I was so distraught when the majestic oak died and was taken down two years ago. I had chosen that particular grave site because I knew the grand tree would stand over you, shielding you from the sun in summer months. Your grave had been marked by Nature herself. Indeed, many’s the time I’d leave a bouquet of acorns, leaves, and bits of the trunk to decorate your stone. Safely secured in its crevices along the upper reaches of the trunk, were the acorns “squirreled away” for the winter months Ŵ hundreds of them. And the woodpeckers, I’d marvel to hear them above me, peck-peck-pecking in search of insects.

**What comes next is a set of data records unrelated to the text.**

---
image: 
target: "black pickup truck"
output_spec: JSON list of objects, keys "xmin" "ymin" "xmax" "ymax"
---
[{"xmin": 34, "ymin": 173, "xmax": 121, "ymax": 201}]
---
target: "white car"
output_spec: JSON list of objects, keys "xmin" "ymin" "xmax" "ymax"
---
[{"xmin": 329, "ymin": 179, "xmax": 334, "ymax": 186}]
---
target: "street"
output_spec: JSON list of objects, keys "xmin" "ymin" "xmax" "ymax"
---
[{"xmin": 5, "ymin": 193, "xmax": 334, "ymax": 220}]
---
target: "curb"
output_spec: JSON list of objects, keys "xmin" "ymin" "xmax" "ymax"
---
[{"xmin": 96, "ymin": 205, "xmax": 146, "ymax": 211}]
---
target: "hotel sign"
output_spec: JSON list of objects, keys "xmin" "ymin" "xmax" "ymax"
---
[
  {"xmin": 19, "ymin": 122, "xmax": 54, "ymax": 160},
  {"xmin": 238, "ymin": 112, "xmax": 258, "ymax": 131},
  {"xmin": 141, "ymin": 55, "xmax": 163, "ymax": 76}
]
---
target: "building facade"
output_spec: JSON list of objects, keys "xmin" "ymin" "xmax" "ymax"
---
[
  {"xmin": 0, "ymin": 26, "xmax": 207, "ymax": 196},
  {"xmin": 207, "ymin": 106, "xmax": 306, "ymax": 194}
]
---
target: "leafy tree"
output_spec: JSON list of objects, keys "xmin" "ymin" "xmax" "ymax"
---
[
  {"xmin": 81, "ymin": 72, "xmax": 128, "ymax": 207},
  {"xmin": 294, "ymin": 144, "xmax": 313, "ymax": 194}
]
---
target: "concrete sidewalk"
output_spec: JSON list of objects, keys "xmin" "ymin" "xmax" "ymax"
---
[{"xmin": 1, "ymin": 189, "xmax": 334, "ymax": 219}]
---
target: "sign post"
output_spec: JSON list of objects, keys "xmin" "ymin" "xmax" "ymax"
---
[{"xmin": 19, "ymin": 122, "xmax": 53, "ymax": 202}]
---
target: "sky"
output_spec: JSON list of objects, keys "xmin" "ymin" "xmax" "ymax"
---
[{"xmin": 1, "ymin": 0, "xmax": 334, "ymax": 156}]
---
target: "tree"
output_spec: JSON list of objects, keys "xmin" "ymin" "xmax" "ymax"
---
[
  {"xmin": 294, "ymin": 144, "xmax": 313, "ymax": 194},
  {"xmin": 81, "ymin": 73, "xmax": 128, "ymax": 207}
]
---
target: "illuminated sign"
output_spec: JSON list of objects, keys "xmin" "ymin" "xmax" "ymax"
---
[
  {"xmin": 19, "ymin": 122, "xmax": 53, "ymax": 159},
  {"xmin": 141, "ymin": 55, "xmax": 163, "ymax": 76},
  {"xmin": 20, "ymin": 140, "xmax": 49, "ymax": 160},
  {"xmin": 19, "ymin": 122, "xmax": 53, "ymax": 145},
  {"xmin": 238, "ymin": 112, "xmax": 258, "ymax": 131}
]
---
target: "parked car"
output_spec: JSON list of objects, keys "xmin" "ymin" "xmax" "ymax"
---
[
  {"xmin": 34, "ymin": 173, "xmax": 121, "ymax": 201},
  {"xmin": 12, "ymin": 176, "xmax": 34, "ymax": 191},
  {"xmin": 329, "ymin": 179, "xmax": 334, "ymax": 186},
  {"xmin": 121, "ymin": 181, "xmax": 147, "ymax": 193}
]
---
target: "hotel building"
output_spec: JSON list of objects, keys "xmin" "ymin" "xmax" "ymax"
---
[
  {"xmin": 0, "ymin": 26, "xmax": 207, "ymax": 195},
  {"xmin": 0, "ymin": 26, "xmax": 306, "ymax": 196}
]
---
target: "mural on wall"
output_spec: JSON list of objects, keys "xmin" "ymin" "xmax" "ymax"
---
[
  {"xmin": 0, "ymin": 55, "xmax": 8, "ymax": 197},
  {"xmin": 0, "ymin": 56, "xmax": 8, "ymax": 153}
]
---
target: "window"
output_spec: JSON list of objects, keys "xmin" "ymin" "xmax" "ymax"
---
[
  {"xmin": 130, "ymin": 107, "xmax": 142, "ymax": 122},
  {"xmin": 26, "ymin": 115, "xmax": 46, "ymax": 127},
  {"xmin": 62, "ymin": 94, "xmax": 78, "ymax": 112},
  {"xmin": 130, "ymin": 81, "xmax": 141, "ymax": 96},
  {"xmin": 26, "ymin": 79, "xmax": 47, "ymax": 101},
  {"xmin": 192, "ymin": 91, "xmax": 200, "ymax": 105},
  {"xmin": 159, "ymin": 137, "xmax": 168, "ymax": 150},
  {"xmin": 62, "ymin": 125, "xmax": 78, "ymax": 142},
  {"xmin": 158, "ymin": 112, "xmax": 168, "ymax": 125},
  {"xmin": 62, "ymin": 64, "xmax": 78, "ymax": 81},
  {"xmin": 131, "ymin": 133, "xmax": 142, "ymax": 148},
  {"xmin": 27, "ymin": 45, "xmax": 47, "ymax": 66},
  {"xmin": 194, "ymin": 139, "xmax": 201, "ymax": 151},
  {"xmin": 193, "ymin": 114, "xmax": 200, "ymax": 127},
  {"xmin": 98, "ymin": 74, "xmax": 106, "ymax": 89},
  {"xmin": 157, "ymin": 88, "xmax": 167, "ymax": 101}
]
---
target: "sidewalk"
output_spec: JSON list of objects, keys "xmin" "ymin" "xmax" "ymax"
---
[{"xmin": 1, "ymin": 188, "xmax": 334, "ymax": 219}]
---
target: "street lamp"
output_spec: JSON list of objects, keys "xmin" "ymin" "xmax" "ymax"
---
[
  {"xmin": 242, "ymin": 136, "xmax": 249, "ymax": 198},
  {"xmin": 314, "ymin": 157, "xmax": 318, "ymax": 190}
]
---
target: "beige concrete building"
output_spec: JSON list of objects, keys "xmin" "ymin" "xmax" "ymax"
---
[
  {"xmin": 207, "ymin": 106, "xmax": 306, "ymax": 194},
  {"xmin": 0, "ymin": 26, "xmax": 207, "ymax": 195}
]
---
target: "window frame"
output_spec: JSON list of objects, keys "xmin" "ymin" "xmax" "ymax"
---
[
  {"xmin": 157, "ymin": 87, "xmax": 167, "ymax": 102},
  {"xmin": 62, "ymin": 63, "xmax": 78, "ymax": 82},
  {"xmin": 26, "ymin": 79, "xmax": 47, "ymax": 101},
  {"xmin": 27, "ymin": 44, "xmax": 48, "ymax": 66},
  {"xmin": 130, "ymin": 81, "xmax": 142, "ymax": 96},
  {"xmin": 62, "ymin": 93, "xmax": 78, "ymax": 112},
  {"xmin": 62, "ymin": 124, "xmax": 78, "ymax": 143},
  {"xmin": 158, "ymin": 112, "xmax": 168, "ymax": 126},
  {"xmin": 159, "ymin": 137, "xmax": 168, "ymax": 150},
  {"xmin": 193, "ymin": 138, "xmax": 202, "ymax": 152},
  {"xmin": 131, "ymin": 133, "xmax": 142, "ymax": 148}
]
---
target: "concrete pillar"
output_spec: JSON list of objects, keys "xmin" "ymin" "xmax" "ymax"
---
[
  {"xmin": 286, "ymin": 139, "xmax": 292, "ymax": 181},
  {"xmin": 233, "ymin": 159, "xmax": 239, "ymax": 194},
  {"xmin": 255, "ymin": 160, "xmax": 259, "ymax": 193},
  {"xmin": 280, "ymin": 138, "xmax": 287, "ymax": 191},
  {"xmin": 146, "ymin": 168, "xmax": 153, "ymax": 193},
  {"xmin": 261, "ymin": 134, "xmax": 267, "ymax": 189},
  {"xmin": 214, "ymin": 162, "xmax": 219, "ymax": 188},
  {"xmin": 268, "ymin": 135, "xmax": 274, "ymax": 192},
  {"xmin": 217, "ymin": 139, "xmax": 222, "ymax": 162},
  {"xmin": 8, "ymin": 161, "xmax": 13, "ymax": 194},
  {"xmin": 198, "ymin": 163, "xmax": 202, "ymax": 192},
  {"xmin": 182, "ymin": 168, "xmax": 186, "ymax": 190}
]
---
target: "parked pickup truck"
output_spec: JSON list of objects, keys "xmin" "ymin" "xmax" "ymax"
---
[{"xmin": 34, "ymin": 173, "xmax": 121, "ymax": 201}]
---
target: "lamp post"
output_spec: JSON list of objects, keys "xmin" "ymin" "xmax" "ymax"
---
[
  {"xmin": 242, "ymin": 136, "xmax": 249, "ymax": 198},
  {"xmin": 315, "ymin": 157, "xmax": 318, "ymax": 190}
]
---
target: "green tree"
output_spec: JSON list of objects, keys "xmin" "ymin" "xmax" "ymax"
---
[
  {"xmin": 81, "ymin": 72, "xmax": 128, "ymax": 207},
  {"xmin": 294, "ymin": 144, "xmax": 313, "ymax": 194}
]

And then a few months later — the groundskeeper planted a sapling just where your old oak had stood, a beautifully shaped young tree. As the young oak established herself, I’d bring water every visit, and then trace my fingers along her trunk to feel its texture. When an invasion of white moths attacked the cemetery last summer, I’d shake the little tree of the moths and pluck off the caterpillars. I won that battle. Our sapling never lost her leaves like the other, older oaks. As suddenly as the invaders had come, they were gone.
Someday I will join you. And then as the oak grows, her roots will entwine this common grave. Her trunk will again provide niches for animals to store the fallen acorns. The branches will host woodpeckers, doves, and the occasional red-tailed hawk.